Your field researcher consulted a manual, ‘E17 Field  Research, a Psycho-Geographer’s Guide’. The content of this spurious manual is very sensitive and mostly confidential. However he is willing, at some risk to himself, to leak some of it, specifically guidance for researchers in the field who are lost for an idea. When a field student is lost the guide advises resorting to Cold War mythology to recover some sort of direction. Prominent amongst the tactics or themes is size changing. Field Study’s Man shies away from the slightly more sexed up and contemporary sounding term, ‘scale shifting’. Field Study’s Man in E17 does not fancy himself as a scale shifter.
“Size of a honey bee!,” he called, and out he scuttled into the newly gigantean landscape of Walthamstow, foraging for the ambrosial sweetness of its high rise highways and byways.
Field Study’s Man recalled lessons in the hazards of diminution, in particular the experiences of fellow field student, ‘Robert Carey’ in The Incredible Shrinking Man. Carey’s exploits were committed to that B movie account by Jack Arnold and Richard Matheson, in 1957 (released on the 1st April, appropriately). It is of such cultural, historical and aesthetic significance; it was named to the National Film Registry by the Library of Congress and will be preserved for all time.
Field Study’s Man was confident he could avoid the perilous jaws of domestic cats and certain spiders given some of the attributes of the honey bee, Apis mellifera. So it was, he explored and delved into the flora of a footpath nowhere between Shernhall Road and Marlowe Road. These weeds emerged defiantly from within the gaps of the irrational grid of paved topography - sites of resistance in the civic field. Your urban and urbane forager employed his freshly keened senses of smell and ultra (shrinking) violet vision to map the fecundity of this twilight zone.
As an amateur apiculturalist Field Study’s Man was aware the honey bee is attracted to some flowers by virtue of their appeal to ultra violet vision; the attractiveness of flowers to bees is not only defined by the spectrum of visible colour and form. Magnificently, the entire footpath including its flora positively glowed or fluoresced in glorious Z movie ultra violet ‘technicolor’. How could this be?

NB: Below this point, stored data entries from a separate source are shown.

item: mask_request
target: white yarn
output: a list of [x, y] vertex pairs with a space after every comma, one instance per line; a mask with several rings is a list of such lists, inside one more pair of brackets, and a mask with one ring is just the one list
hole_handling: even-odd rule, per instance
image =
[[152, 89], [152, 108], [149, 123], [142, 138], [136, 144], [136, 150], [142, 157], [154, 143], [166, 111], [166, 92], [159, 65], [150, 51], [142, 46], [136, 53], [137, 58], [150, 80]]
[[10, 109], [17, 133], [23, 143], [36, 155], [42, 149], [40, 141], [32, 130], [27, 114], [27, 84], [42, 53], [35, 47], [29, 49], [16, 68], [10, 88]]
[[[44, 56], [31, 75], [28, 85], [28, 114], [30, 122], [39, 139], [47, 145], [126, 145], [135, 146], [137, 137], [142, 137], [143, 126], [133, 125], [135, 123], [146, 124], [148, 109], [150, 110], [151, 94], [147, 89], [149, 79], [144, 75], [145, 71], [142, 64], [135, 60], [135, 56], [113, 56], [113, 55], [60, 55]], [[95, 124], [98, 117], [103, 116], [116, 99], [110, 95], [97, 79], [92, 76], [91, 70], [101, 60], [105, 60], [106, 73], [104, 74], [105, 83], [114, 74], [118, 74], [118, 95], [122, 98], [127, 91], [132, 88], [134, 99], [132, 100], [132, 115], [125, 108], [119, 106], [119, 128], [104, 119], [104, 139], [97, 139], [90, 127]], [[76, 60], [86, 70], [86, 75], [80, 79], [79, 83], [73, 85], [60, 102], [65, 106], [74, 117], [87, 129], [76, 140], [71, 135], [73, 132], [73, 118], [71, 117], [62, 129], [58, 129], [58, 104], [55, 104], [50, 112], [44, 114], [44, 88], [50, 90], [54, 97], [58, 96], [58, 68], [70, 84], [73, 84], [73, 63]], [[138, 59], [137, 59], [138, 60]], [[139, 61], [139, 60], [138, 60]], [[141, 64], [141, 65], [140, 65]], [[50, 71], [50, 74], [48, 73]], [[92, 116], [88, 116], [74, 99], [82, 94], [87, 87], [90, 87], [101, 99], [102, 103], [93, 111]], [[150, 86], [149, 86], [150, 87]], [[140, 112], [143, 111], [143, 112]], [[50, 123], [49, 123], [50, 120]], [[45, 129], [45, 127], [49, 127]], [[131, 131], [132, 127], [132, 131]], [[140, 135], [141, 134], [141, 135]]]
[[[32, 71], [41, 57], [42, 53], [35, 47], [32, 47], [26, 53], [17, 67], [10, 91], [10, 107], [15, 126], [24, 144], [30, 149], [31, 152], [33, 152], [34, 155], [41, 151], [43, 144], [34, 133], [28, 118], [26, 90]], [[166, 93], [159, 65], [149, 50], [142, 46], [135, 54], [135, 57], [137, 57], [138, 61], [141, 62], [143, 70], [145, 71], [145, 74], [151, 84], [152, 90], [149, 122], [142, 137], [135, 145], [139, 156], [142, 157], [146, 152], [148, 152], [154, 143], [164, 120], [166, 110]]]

In this realm of sensory overload, of discombobulation aplenty, synaesthesia is a desirable faculty. It seems the properties of ultra violet sensation are shared and enjoyed by the red fox, Vulpes vulpes, and Field Study’s Man was, in fact, immersed in a very smelly (clarty) vulpine territorial dispute - defined by the fluorescing secretions of their anal and supracaudal glands. The latter are, fantastically, also known as the violet glands because violets emit substances similar to the secretions of foxes. Further into this confusion of the animal and vegetable kingdoms, it seems bee orchids (of e.g. Walthamstow Marshes, SSSI) may also emit pheromones, similar to those produced by bees to attract mates/stimulate mating.
Now all this chaos of sexual sense and sensibility overwhelmed Field Study’s Man; so much so, his guard was lowered and he did not sense the approach of a patrolling fox. The fox, irked by the trespass of the diminutive and relatively stinking field student, proceeded to spray the vicinity and, alas, Field Study’s Man was drenched in a vulpine malodour. The tale of the field student’s return home is an epic for another time. Suffice to say, Field Study’s Man was keen to rid himself of certain hazards caused by this encounter, of which unwelcome sexual approaches by confused honey bees are included. He has spent much time in the shower in recent days scrubbing his self clean, in readiness for future forays.